Implementation Notes

This is designed to be assigned to small groups of 3-4 students, who work through the steps of the Inorganic Challenge.

Time Required

1 hour

#### Evaluation

Evaluation Methods

No formal assessment of the benefits of this exercise has been conducted. The benefits of this exercise could be ascertained by asking a related question on a subsequent exam.

Evaluation Results

Qualitative monitoring of the students during the exercise indicates that students do not internalize electron counting and oxidation state calculation after lectures only. Common errors include: (a) counting neutral ligands as anionic, (b) forgetting to account for overall charge on the complex in oxidation state assignment, (c) mixing ionic and neutral electron-counting schemes. These problems can be corrected as part of group discussion. Because this catalytic cycle has complexes with different oxidation states, ligand types, and coordination numbers, they encounter a range of situations for identification of misconceptions.

Creative Commons License

Attribution, Non-Commercial, Share Alike CC BY-NC-SA

I used this as an in-class activity last fall to introduce organometallic reactions and catalysis but, of course, have no formal assessment results. I thought it worked for my purpose. It helped illustrate why electron counting is helpful.

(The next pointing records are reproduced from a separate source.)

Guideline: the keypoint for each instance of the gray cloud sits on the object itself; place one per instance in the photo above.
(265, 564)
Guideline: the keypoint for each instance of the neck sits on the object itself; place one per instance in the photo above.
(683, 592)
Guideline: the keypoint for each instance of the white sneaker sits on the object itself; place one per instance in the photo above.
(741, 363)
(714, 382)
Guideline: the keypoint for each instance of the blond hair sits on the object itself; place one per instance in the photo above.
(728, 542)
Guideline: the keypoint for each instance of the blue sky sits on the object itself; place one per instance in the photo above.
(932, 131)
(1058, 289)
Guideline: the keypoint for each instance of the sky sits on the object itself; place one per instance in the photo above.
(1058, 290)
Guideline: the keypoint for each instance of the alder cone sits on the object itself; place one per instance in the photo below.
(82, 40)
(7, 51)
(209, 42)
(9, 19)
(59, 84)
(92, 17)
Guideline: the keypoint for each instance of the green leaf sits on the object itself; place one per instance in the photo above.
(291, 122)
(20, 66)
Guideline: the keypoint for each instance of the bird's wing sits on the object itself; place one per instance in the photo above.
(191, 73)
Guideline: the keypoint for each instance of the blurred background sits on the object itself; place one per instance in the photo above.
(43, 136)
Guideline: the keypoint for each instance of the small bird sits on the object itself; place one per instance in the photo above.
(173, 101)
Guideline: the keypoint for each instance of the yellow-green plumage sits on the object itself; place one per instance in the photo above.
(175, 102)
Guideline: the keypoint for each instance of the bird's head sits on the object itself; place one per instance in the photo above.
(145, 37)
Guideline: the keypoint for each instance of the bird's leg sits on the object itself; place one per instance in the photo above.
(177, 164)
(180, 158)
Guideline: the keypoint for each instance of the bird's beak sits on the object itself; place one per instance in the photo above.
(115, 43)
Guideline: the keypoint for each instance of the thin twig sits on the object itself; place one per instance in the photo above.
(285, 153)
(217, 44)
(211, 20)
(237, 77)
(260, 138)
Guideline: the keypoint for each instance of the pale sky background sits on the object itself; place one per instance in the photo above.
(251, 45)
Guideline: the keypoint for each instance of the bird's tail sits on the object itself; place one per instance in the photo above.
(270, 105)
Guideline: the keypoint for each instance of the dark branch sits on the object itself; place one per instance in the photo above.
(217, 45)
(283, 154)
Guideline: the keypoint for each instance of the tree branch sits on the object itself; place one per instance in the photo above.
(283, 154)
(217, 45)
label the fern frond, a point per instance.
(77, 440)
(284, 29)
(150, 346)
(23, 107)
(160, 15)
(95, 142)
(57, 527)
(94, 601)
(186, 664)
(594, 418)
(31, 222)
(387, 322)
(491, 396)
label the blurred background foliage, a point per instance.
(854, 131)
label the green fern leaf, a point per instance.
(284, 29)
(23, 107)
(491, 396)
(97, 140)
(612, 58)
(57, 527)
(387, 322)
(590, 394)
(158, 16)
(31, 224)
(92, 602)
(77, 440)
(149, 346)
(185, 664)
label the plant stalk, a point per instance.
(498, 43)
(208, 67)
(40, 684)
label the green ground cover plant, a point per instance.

I used a modified version (attached) of this as a problem set in my upper level inorganic course toward the end of the semester, after we had covered organometallic reaction classes, valence electron counting, and trans effect. My modifications changed it from a guided exploration of the topics to an assessment of student comprehension of the concepts (i.e. - could they go from oxidation states and valence electron counts to the type of reaction that was occurring, could they determine preferred geometries based on d electron counts, etc.). This assignment could easily be adapted for use with another catalytic cycle, either for a variation on this problem set or for a quiz or exam.

Students were allowed to work in groups and had a week to complete the assignment. They generally did very well (class average 26/30 points), but this may be because we had worked through similar examples in class. I also included similar questions, with different catalytic cycles, on an in-class exam and the final exam, which they did very well on.

I also used the attached worksheet as an in-class activity to introduce organometallic reactions and catalysis this semester in an advanced inorganic chemistry course. Students worked in groups of three or four to complete the activity. I thought the activity helped reinforce the importance of electron counting and pi-bonding effects in coordination complexes, which we had previously covered, as well as introduce organometallic catalysis. Unfortunately, I was not able to collect formal assessment results from this activity this semester.

I have also given essentially the same question on my final exam (I give the same catalytic cycle and ask students to do the electron counting for all of the metal complexes). I have also covered the basic organometallic reaction types and ask them to give a name to each type of reaction). I think it is a great question. Students do fine with this question on the exam.

This is a classic reaction and serves as an excellent in-class activity. The reaction arrows in the middle of the cycle between water and HI need to be reversed for better understanding.

I have a modified picture if someone prefers to use it.